Thou hadst a booth in Samarcand, whereat
Side-looking Magians trafficked; thence, by night,
An Afreet snatched thee, and with wings upbore
Beyond the Aral mount; or, hoping gain,
Thou, with a jar of money, didst embark,
For Balsorah, by sea.  But chiefly thou
In that clear air took’st life; in Arcady
The haunted, land of song; and by the wells
Where most the gods frequent.  There Chiron old,
In the Pelethronian antre, taught thee lore:
The plants, he taught, and by the shining stars
In forests dim to steer.  There hast thou seen
Immortal Pan dance secret in a glade,
And, dancing, roll his eyes; these, where they fell,
Shed glee, and through the congregated oaks
A flying horror winged; while all the earth
To the god’s pregnant footing thrilled within.
Or whiles, beside the sobbing stream, he breathed,
In his clutched pipe unformed and wizard strains
Divine yet brutal; which the forest heard,
And thou, with awe; and far upon the plain
The unthinking ploughman started and gave ear.
 
 
Now things there are that, upon him who sees,
A strong vocation lay; and strains there are
That whoso hears shall hear for evermore.

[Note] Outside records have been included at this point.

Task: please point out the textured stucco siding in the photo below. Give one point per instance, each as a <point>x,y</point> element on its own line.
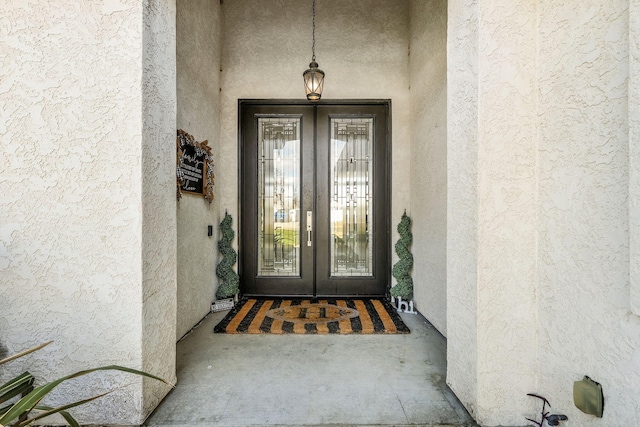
<point>586,327</point>
<point>72,255</point>
<point>362,46</point>
<point>507,210</point>
<point>428,83</point>
<point>546,294</point>
<point>198,94</point>
<point>634,152</point>
<point>462,200</point>
<point>159,239</point>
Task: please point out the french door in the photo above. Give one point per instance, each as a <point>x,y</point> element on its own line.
<point>315,203</point>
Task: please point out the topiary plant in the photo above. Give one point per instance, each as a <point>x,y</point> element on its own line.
<point>402,269</point>
<point>229,280</point>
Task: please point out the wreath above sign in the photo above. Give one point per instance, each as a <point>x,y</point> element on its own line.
<point>194,167</point>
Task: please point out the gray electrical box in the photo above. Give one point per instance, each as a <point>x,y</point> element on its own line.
<point>588,397</point>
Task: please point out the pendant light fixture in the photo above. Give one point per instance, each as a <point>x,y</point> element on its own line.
<point>313,77</point>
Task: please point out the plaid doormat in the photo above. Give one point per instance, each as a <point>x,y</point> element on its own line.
<point>324,316</point>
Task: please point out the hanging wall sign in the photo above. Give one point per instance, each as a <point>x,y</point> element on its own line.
<point>194,165</point>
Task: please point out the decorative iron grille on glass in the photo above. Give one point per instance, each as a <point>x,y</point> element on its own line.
<point>279,197</point>
<point>313,77</point>
<point>351,202</point>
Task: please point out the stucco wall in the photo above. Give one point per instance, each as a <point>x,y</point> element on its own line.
<point>159,239</point>
<point>198,95</point>
<point>428,82</point>
<point>547,298</point>
<point>72,256</point>
<point>634,152</point>
<point>586,327</point>
<point>462,200</point>
<point>362,46</point>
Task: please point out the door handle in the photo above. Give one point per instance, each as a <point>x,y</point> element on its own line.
<point>309,226</point>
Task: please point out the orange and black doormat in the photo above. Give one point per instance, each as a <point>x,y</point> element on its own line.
<point>324,316</point>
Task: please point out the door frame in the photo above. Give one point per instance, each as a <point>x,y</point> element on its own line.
<point>386,103</point>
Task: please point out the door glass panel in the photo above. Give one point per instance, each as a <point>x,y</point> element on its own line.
<point>278,196</point>
<point>351,183</point>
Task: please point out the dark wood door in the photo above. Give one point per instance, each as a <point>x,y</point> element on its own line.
<point>314,183</point>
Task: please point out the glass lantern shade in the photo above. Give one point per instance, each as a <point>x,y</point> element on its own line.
<point>313,81</point>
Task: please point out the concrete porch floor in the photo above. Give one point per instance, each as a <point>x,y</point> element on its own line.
<point>305,380</point>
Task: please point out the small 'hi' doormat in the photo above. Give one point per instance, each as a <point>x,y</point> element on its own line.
<point>324,316</point>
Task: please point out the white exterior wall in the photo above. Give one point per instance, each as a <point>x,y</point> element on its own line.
<point>586,327</point>
<point>545,295</point>
<point>198,95</point>
<point>159,260</point>
<point>361,46</point>
<point>428,212</point>
<point>634,153</point>
<point>78,262</point>
<point>462,201</point>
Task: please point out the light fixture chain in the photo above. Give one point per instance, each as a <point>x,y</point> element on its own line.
<point>313,31</point>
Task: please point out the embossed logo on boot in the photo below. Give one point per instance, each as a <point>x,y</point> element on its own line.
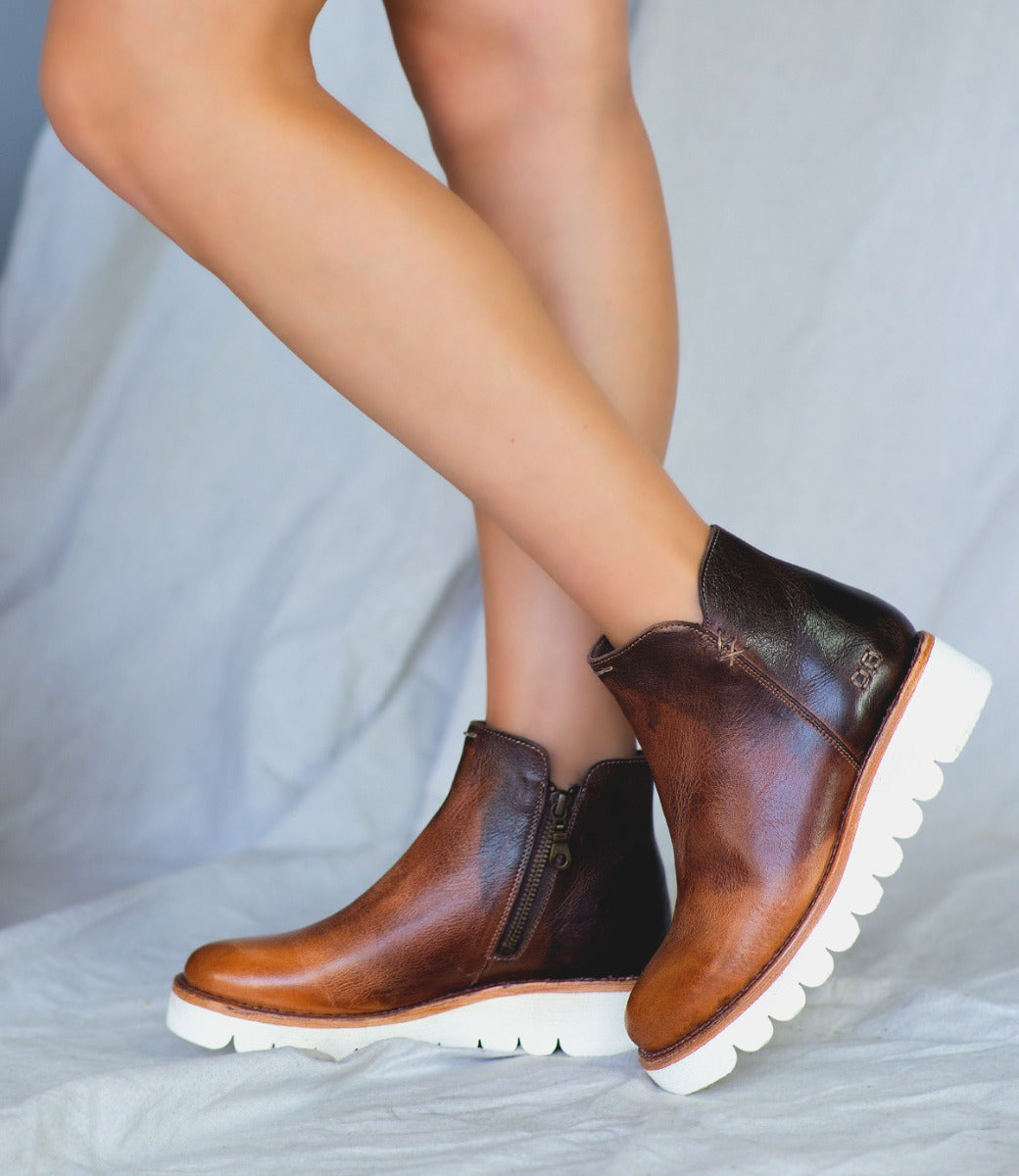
<point>864,673</point>
<point>728,650</point>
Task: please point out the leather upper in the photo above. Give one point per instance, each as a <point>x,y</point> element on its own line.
<point>433,924</point>
<point>754,733</point>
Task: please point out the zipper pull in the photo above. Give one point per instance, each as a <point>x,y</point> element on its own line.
<point>559,857</point>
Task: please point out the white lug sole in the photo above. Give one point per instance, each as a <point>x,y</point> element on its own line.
<point>934,726</point>
<point>582,1023</point>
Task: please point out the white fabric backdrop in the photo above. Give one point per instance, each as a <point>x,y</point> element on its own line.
<point>240,640</point>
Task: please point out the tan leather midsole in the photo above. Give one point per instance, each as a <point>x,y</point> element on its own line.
<point>826,891</point>
<point>395,1016</point>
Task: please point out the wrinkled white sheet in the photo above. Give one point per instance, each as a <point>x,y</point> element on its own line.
<point>240,641</point>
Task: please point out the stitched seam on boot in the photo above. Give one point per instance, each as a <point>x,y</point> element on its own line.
<point>791,703</point>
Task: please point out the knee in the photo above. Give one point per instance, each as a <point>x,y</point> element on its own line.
<point>127,85</point>
<point>536,66</point>
<point>90,88</point>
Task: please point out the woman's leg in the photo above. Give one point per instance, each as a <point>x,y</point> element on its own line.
<point>206,115</point>
<point>534,121</point>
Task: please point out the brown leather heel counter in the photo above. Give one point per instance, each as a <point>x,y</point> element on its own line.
<point>840,652</point>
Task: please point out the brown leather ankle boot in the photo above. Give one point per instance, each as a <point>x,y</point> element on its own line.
<point>790,736</point>
<point>519,914</point>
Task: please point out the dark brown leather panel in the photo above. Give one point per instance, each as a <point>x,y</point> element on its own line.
<point>607,914</point>
<point>838,651</point>
<point>428,928</point>
<point>753,797</point>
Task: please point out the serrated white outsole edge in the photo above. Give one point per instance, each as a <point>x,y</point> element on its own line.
<point>935,726</point>
<point>584,1024</point>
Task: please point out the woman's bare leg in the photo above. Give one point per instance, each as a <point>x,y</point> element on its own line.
<point>206,115</point>
<point>534,121</point>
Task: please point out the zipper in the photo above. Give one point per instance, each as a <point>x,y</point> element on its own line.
<point>552,852</point>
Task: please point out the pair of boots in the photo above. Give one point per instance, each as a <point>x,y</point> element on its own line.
<point>789,736</point>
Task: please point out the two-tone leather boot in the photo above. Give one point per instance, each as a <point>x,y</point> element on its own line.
<point>520,914</point>
<point>790,736</point>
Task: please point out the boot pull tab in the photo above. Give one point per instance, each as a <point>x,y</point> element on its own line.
<point>559,857</point>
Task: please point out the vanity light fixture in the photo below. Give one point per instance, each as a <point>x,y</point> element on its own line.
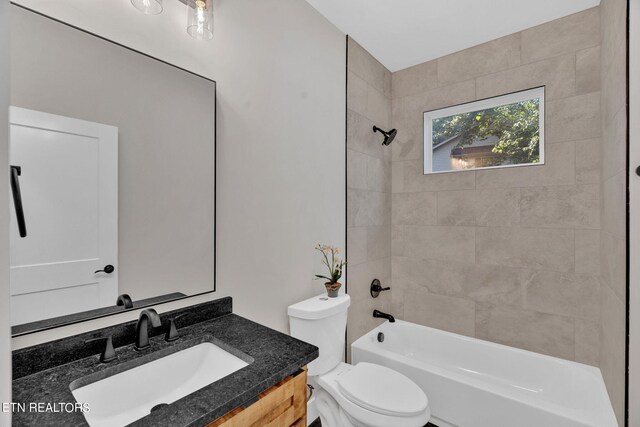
<point>148,7</point>
<point>200,19</point>
<point>199,15</point>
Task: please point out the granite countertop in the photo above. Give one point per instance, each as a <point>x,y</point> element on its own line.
<point>275,356</point>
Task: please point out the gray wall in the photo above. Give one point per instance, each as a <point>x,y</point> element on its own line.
<point>165,120</point>
<point>5,333</point>
<point>280,68</point>
<point>369,188</point>
<point>613,233</point>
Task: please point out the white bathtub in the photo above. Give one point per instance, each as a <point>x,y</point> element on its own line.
<point>475,383</point>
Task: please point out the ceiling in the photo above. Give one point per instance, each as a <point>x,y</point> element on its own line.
<point>402,33</point>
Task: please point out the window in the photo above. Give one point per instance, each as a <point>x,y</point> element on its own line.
<point>504,131</point>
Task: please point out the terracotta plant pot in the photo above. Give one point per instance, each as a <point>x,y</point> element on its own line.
<point>332,289</point>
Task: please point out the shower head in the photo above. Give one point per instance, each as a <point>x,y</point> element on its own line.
<point>388,136</point>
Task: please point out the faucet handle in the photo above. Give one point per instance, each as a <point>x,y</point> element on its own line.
<point>108,354</point>
<point>172,332</point>
<point>124,300</point>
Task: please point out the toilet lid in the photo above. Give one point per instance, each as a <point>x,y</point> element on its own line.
<point>382,390</point>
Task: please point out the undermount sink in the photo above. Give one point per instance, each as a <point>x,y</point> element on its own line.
<point>128,396</point>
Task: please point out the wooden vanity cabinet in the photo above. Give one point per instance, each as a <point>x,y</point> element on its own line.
<point>284,404</point>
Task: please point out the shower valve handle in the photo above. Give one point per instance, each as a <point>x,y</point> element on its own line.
<point>376,288</point>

For evermore thou hear’st immortal Pan
And those melodious godheads, ever young
And ever quiring, on the mountains old.
 
 
What was this earth, child of the gods, to thee?
Forth from thy dreamland thou, a dreamer, cam’st
And in thine ears the olden music rang,
And in thy mind the doings of the dead,
And those heroic ages long forgot.
To a so fallen earth, alas! too late,
Alas! in evil days, thy steps return,
To list at noon for nightingales, to grow
A dweller on the beach till Argo come
That came long since, a lingerer by the pool
Where that desirèd angel bathes no more.
 
 
As when the Indian to Dakota comes,
Or farthest Idaho, and where he dwelt,
He with his clan, a humming city finds;
Thereon awhile, amazed, he stares, and then
To right and leftward, like a questing dog,
Seeks first the ancestral altars, then the hearth
Long cold with rains, and where old terror lodged,
And where the dead.  So thee undying Hope,
With all her pack, hunts screaming through the years:
Here, there, thou fleeëst; but nor here nor there
The pleasant gods abide, the glory dwells.
 
 
That, that was not Apollo, not the god.
This was not Venus, though she Venus seemed
A moment.  And though fair yon river move,
She, all the way, from disenchanted fount
To seas unhallowed runs; the gods forsook
Long since her trembling rushes; from her plains
Disconsolate, long since adventure fled;
And now although the inviting river flows,
And every poplared cape, and every bend
Or willowy islet, win upon thy soul
And to thy hopeful shallop whisper speed;
Yet hope not thou at all; hope is no more;
And O, long since the golden groves are dead
The faery cities vanished from the land!
 
1Life on the Lagoons, by H. F. Brown, originally burned in the fire at Messrs. Kegan Paul, Trench. and Co.’s.